相手にとって価値のある物なら高く感じるし、必要ない物なら安く感じる。
「商売って難しいわね」
私は腕を組む。
「……」
だったら。
「ここの商人と取引する?」
村の商人。
この世界の相場を知っている人なら、私よりずっと上手く取引できる。
でも――
「いや」
私は首を振る。
「違うな」
私が直接商人と取引するより、
「村の人を通して取引する」
その方がいい。村の人が作った物。
村の人が売る。そして、その利益が村に残る。
「そうすれば、村にも何かしらプラスになるだろうし」
水車や農具と同じ。
私だけが儲かる形にはしたくない。
「そっちの方がいいと思う」
私はキーホルダーを一つ手に取る。
「……」
そして、ふと思う。
「そうだ」
農具もそうだ。水車もそう。この村には、作れる人がいる。木工ができる人。革を加工できる人。農具を作れる人。
「ここで作った物を売るってもらうのは、どう?」
私は一人で呟く。

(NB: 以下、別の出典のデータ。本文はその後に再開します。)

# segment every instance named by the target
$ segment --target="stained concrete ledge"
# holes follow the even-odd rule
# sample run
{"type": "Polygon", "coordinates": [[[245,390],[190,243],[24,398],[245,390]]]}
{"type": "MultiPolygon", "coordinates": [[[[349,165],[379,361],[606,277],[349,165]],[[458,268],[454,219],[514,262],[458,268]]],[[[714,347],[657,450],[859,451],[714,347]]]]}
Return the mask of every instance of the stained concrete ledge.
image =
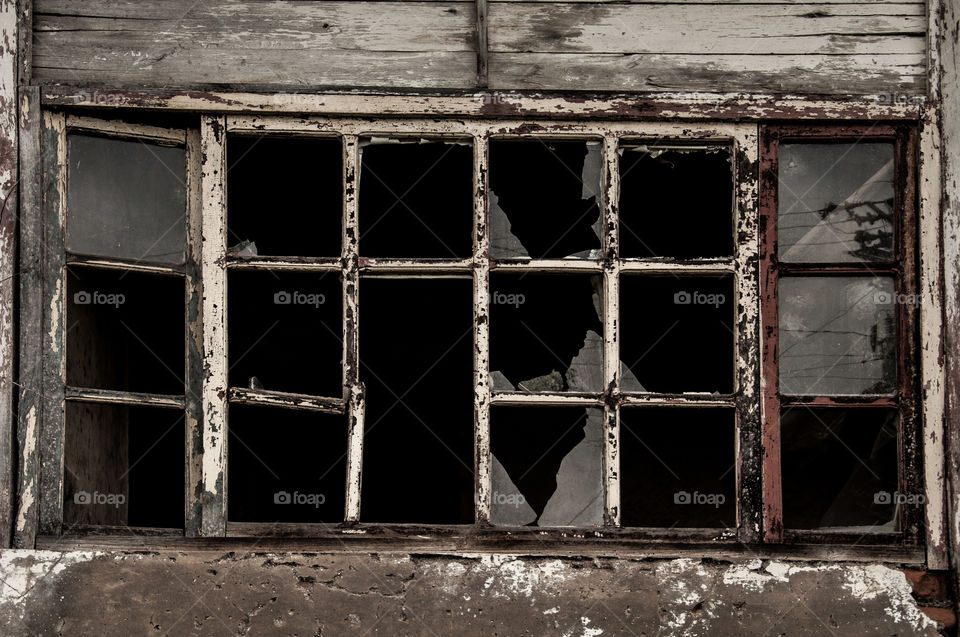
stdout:
{"type": "Polygon", "coordinates": [[[9,550],[0,635],[938,635],[882,565],[9,550]]]}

地球の知識を異世界で作り、他にも売ってもらう。異世界の物も地球で売る。
「……」
これなら、私が商品を持ち込む必要もない。
村の人たちが作った物を、地球へ持ってくる。
そして売る。
売れたお金を――村に還元する。
そうすれば。
村はもっと材料を買える。
職人も増える。作れる物も増える。
「……」
私は立ち上がる。
「生産拠点みたいにするのは?」
小さな村。
でも、ここでしか作れない物がある。
地球にはない素材。異世界にはない技術。
そして、この世界の職人たち。
「……」
考えれば考えるほど、面白くなってくる。
最初は、ただの暇つぶしだった。
異世界でのスローライフ。
村の人たちに便利な物を教える。
それだけだったはずなのに。
「まさか……」
私はテーブルいっぱいのキーホルダーを見る。
「異世界と地球を繋ぐ商売になる?」
まだ何も決まっていない。
でも――これが上手くいけば。
村の人たちにも仕事が生まれる。
私は商品を手に入れられる。
そして地球の誰かが、その商品を買ってくれる。
「……」
なんだか、ワクワクしてきた。
ただし――そのためには、まず村の人たちに話さなければならない。
「村長さんに相談してみよう」
私は次に村へ行く予定を考え始めた。
異世界での商売が――少しずつ、本当の商売になり始めていた。